Mims v. Brown is a January 2026 W.D. Wisconsin order in which Chief Judge James D. Peterson identified PDF metadata as a forensic signal of generative AI authorship before any specific fabricated citation was found. The order is one of the earliest published examples of a district court relying on document metadata, rather than on the content of citations themselves, to ground an AI-related Rule 11 warning. Peterson cited Jones v. Kankakee County Sheriff’s Department, No. 25-1251, 2026 WL 157661 (7th Cir. Jan. 21, 2026), an opinion the Seventh Circuit had issued eight days earlier, as governing authority on the warning standard. The procedural posture is the conventional pro se prisoner Section 1983 action; the AI angle surfaced because Mims filed at least four successive motions to amend, several of which carried ChatGPT in their PDF properties. Cross-reference: SEC v. Nantomah (E.D. Wis. Jan. 30, 2026) (Pepper, C.J.) (parallel E.D. Wis. AI-citation order issued by the chief judge of the sister district one day later).

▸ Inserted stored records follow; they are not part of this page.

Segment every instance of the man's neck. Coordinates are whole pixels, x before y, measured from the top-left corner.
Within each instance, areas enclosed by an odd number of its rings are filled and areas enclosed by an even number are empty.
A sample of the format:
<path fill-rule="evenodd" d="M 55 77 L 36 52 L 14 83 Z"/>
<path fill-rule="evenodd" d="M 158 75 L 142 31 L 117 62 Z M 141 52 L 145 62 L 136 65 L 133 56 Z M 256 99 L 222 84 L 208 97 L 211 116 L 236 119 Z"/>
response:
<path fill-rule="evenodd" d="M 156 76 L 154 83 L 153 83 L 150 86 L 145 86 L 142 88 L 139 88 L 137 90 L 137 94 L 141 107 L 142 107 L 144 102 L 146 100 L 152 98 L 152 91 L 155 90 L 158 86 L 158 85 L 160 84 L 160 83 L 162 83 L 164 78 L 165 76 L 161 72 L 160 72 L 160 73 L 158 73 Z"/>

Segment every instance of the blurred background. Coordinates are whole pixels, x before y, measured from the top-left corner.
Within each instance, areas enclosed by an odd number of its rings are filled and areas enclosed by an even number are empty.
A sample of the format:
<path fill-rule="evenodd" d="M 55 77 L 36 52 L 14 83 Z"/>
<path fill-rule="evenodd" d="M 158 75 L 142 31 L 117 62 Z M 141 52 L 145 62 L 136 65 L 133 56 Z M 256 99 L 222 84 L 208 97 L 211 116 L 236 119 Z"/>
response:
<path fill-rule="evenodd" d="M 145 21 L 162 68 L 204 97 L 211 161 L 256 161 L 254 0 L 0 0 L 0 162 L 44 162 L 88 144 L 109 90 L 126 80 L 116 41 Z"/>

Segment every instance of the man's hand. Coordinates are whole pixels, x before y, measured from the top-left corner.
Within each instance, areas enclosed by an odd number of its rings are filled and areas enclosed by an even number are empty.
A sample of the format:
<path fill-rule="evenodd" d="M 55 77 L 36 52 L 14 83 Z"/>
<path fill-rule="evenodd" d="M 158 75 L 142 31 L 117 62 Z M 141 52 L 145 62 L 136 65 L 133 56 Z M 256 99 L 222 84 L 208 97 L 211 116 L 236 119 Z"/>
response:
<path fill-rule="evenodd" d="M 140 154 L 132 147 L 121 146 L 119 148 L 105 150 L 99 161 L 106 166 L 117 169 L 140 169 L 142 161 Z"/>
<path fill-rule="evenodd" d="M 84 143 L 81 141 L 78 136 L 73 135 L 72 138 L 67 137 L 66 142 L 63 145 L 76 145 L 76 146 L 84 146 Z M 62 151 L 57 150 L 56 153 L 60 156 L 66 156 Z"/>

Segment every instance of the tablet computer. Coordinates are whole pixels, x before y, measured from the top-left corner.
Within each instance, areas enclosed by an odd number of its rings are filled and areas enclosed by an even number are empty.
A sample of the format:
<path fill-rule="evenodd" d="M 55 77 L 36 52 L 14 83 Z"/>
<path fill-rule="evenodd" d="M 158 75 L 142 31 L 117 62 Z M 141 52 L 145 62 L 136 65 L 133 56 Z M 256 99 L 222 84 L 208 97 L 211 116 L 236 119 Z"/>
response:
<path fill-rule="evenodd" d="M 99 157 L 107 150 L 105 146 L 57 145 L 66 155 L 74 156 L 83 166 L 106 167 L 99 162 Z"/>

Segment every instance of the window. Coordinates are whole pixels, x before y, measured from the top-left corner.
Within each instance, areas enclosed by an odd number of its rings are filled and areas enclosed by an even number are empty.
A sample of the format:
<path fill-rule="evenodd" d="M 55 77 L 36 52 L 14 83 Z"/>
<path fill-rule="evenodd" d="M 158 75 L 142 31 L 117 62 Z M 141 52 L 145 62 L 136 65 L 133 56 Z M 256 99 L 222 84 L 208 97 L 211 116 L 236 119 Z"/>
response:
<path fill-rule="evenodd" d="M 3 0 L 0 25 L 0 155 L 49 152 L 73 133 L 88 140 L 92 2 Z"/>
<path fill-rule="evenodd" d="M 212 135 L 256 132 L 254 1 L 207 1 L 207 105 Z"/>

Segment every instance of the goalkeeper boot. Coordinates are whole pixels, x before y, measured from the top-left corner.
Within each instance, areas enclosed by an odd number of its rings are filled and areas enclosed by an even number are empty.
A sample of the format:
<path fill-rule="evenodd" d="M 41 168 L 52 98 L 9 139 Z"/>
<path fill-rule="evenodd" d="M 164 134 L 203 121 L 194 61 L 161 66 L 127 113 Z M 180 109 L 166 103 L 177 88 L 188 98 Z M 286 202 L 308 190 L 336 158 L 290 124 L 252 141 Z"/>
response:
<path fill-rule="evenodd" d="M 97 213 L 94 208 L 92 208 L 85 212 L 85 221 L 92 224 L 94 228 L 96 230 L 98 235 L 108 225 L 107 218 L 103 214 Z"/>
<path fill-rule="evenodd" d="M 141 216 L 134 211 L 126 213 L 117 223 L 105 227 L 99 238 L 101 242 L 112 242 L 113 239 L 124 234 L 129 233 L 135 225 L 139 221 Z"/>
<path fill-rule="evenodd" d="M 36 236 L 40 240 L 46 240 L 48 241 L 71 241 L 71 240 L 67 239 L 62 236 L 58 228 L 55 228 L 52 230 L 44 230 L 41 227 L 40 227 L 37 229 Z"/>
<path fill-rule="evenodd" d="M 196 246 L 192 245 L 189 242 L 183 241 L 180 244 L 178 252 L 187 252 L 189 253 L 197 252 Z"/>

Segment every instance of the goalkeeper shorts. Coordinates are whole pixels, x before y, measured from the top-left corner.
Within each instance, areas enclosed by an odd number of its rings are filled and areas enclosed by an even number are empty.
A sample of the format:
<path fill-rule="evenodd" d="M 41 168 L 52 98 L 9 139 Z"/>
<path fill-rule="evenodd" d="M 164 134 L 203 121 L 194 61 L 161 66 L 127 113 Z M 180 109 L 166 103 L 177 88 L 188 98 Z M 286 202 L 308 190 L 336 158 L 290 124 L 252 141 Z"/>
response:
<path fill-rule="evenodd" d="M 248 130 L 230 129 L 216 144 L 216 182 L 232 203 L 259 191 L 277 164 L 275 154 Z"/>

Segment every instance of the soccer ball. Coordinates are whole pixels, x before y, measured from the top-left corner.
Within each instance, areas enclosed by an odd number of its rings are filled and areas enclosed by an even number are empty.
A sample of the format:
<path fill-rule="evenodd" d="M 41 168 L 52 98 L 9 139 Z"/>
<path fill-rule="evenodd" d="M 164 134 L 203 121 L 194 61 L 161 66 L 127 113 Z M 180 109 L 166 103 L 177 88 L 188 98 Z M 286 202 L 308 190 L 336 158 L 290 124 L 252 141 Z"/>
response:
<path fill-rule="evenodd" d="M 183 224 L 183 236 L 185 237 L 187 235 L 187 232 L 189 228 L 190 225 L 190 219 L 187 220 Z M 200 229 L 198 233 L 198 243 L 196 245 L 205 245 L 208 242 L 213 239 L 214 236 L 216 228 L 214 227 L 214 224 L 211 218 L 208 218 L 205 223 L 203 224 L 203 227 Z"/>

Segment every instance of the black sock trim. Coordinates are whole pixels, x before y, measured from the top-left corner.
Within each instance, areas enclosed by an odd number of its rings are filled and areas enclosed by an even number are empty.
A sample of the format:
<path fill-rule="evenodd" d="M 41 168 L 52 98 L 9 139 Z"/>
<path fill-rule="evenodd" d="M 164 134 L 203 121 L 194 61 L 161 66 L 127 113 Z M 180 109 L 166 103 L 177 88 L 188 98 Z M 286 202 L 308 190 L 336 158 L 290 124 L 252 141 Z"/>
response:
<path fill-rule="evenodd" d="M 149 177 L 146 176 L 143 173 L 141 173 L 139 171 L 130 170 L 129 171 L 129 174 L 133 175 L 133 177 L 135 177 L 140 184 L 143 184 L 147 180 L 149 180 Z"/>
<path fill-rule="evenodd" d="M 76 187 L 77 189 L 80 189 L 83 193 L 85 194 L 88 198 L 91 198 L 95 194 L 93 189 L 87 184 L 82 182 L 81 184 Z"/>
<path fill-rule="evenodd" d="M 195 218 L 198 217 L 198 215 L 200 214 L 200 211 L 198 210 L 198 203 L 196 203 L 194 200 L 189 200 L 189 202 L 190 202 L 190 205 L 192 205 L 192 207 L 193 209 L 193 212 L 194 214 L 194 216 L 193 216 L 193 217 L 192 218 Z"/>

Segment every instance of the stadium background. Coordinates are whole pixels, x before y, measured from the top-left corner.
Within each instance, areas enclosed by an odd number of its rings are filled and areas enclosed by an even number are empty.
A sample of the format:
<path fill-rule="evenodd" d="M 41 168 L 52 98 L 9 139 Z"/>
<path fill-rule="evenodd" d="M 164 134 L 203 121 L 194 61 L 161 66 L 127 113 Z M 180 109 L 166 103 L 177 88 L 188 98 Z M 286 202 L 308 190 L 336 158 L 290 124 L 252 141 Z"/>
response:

Implications for your firm

Operational steps a firm reading this case may wish to consider documenting. Strategic and rule-application calls belong to your firm's attorneys.

  • Train litigation associates that PDF metadata can identify the drafting tool; counsel should scrub or verify metadata when filing electronically and treat metadata-based AI identification as an evidentiary fact, not just procedural color.
  • When opposing a pro se incarcerated litigant suspected of using generative AI, request the unredacted electronic version of filings if the metadata is missing from the served copy; metadata can corroborate hallucination patterns and support a Rule 11 motion.
  • Document a chambers-aware citation protocol that anticipates the Seventh Circuit's growing body of AI-citation case law (Jones v. Kankakee Cnty., 2026 WL 157661); courts in this circuit increasingly cite parallel authority when issuing AI warnings.

Sources

Primary sources

Unverified claims:
  • The order's reference to ChatGPT-identifying metadata in PDF properties is reconstructed from a docket-entry extraction rather than verbatim quotation from a paginated copy of the order; the verbatim phrasing of the metadata-identification finding may differ slightly.
  • The Jones v. Kankakee County Sheriff's Department citation (No. 25-1251, 2026 WL 157661, 7th Cir. Jan. 21, 2026) is referenced in the order as supporting authority for the AI-hallucination warning; it appears the Seventh Circuit issued that opinion eight days before this order.